Zak Brown is finally seeing light at the end of a tunnel. In the case of the McLaren boss, that is the gargantuan wind tunnel being built at the team’s Woking headquarters.
It is a sizeable piece of the jigsaw all aimed at turning one of Formula One’s most iconic teams into a championship contender once more.
For all the initial hype about their winter testing pace and conjecturing from their rivals, the team CEO is adamant that won’t be this season. But gone too are the years of languishing between sixth and ninth in the constructors’ championship as they did from 2015 to 2018.
The man anointed as the chosen one to bring home a first drivers’ title since Lewis Hamilton is Lando Norris, a driver Brown believes is Hamilton-esque.
Norris has endured just two race crashes in his three F1 seasons to date, the more recent at last year’s Hungarian Grand Prix after being driven into by Valtteri Bottas.
Brown tells Standard Sport of the British driver: “I always thought he’s a world champion in the making. He’s as fast as anyone and he rarely makes mistakes. He doesn’t make big mistakes.
“Take Lewis, he is extremely smart. Look at how Lewis raced in Saudi. That was such a highly intelligent drive, forget about the speed.
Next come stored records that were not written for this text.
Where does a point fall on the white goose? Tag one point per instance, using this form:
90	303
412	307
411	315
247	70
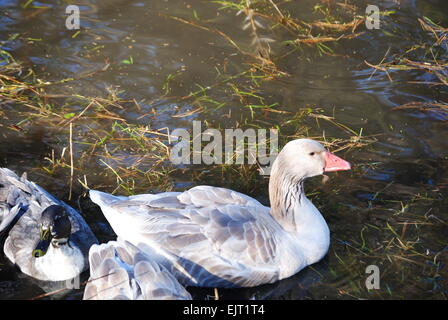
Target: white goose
46	238
216	237
119	270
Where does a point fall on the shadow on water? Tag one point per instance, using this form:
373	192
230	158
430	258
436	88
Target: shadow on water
389	211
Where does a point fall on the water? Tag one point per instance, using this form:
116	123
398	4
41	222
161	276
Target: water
398	183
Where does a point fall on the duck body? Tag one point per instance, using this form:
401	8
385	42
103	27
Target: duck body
119	270
22	204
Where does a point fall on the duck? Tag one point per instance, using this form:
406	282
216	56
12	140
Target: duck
216	237
120	271
46	238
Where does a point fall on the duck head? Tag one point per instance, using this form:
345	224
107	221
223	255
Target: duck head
55	229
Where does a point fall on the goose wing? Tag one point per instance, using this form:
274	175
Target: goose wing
119	270
220	237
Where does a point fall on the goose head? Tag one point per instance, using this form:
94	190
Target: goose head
55	230
304	158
He avoided three or four accidents with a damaged car. That was his experience and intelligence, and not getting emotional in the race car.
“He just seems to drive with a plan and a mission. Lando does the same thing. I’ve never seen Lando emotional in a race car.”
Brown’s one early gripe was that the 22-year-old was too polite on the race track. He was simply asked to “get his elbows out”, which he duly did.
“But he does it the right way,” says Brown. “There are some drivers out there who tend to get over the limit when they are pushing and you haven’t really seen Lando do anything silly.”
That driving has been rewarded with a multi-year contract while Brown and the rest of his leadership team have agreed long-term deals in a bid to complete the final part of the McLaren renaissance.
Alongside Norris, McLaren are confident of seeing the “Daniel Ricciardo of Monza” – the race the Australian won last year after previously struggling with the car.
McLaren have encouraged their drivers to race each other although not too the detriment of the team, and if series four of the F1 documentary Drive to Survive is anything to go by, the pair enjoy a good relationship.
That is in stark contrast to two of the series’ main characters in Mercedes team principal Toto Wolff and his opposite number Christian Horner in a title race which became increasingly ugly.
The feistiness looks to continue and, of their spat, Brown adds: “It’s not personally my style because I think it’s unfortunate [that] people started playing to the camera and that then started to modify the outcome of races and people’s behaviours. So, I don’t think that was healthy.
“Seeing rivalries are great but, when they tip over to then altering how the sport is managed or governed, that’s a step too far.”
The previous set-up of Michael Masi directing the races, dealing with track safety and also being the liaison for the teams was, argues Brown “a recipe for disaster”. He also has sympathy with Masi for his removal from the job.
McLaren’s American CEO is confident such a repeat will be avoided in the future but still wants a series of changes to the sport, one notably being to reduce the power that teams have in the whole decision-making process.
“I don’t think the governance is in the right place,” he explains. “I think teams have too much control. They should have influence but less control.
“I still don’t like the A/B team situation. It gives an easier life to B teams – they don’t necessarily have to earn it in the same way – and it gives A teams a bit of an unfair advantage at times as I believe the A/B team relationships are abused far too often.”
As for McLaren’s part in the racing, his primary aim is to close the gap to the quickest car on the grid while still trying to eke out the occasional race win. As for whether they will be the ones to break up the established order of Mercedes and Red Bull, he is less sure.
“Ferrari looked very strong,” he says of pre-season testing. “Ferrari has all the resources of Red Bull and Mercedes, they just lost their way the last couple of years.”
In McLaren’s case, the long-term goal is to build up to being frontrunners in 2024. For now, Brown says simply, “it’s a rebuilding phase and it’s going well”.